Während der Fotoreise merkte ich schnell, dass es für mich keinerlei Bewegungsfreiheit gab, um Landschaftsbilder zu machen. Die Gruppe, die schon recht groß war für eine Fotoreise, war immer darauf erpicht, einen Polarfuchs, ein Schneehuhn oder ein anderes Tier zu entdecken. Das Wetter und das Licht waren herausfordernd, und obwohl die Landschaften atemberaubend aussahen, konnte ich nie in Ruhe ein Bild komponieren. Das war schlichtweg aufgrund des Tempos der täglichen Landgänge nicht möglich.
Nach kurzer Zeit versuchte ich, mich an diese Art der Fotografie anzupassen. Natürlich hatte ich ein langes Teleobjektiv dabei und war fleißig dabei, mit den Teilnehmern die Tierwelt zu fotografieren. Doch es dauerte eine Weile, bis ich in den Flow kam. Ich kann Wildlife fotografieren – ich kenne die Einstellungen, die Tricks und weiß, wie man gute Bilder macht. Doch das Maß an Fremdbestimmung war etwas ganz anderes. Auf meinen eigenen Reisen habe ich normalerweise immer die Zügel in der Hand. Ich entscheide, wann wir wo für den Sonnenaufgang sein müssen und welche Perspektive wir fotografieren. Dabei geht es nicht nur um die Einstellungen und Komposition, sondern ebenso sehr darum, zur richtigen Zeit am richtigen Ort zu sein. Diese Aufgabe übernahmen auf Spitzbergen unsere Arctic Guides – die Jungs mit dem Ortswissen und den nötigen Befugnissen. Sie machten einen fantastischen Job, steuerten die Zodiacs, hielten Ausschau nach Eisbären und organisierten die Landgänge.

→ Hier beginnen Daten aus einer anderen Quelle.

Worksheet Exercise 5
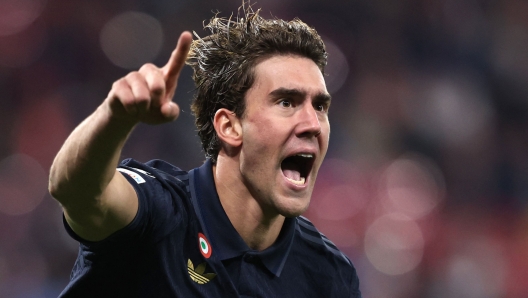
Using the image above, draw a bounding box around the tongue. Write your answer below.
[282,159,301,181]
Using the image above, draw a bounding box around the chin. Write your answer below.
[277,198,310,217]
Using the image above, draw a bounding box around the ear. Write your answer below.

Mit der Zeit ließ ich mich treiben und reagierte auf meine Umgebung, anstatt wie sonst alles im Voraus zu planen und zu visualisieren. Aus einem Zodiac heraus zu fotografieren, während Dickschnabellummen, Thorshühnchen und andere Vögel im Wasser schwammen, erinnerte mich eher an einen Lightgun Shooter oder auch Rail-Shooter aus den Arcaden aus meiner Kindheit, bei denen man bei vorgefertigten Bewegungen nur mit der Pistole auf den Bildschirm schießen musste. Hier eben musste ich einfach die bestmöglichen Kader im Vorbeifahren und aus dem zwar stillstehenden aber immernoch wankenden Zodiac finden. Mit meinem sonstigen Stil als Fotograf, bei dem ich auf gerne mal 10-30 Minuten an einer Komposition arbeite hatte das rein gar nichts zu tun. Aber es hatte seinen ganz eigenen Reiz, schließlich gab es immer einen Vogel oder ein anderes aufregendes Tier zu sehen und zu fotografieren. Ich versuchte stets, sowohl die Bedürfnisse der Mitreisenden im Blick, als auch die Tierwelt im Auge zu behalten, um das Beste aus den Gegebenheiten herauszuholen. So segelten wir 12 Tage lang entlang der Küsten meines Sehnsuchtsortes – etwas, das ich mir nie hätte vorstellen können, wenn nicht mein Kollege Sven mir diese Möglichkeit eröffnet hätte. Es war wirklich ungemein Aufregend, man wusste nie, ob nicht gleich eine Planänderung eintreten würde weil ein Eisbär gesichtet wurde oder wir einen Kurswechsel vornehmen würden weil das Wetter es uns erlaubte eine bestimmte Vogelkolonie anzusteuern.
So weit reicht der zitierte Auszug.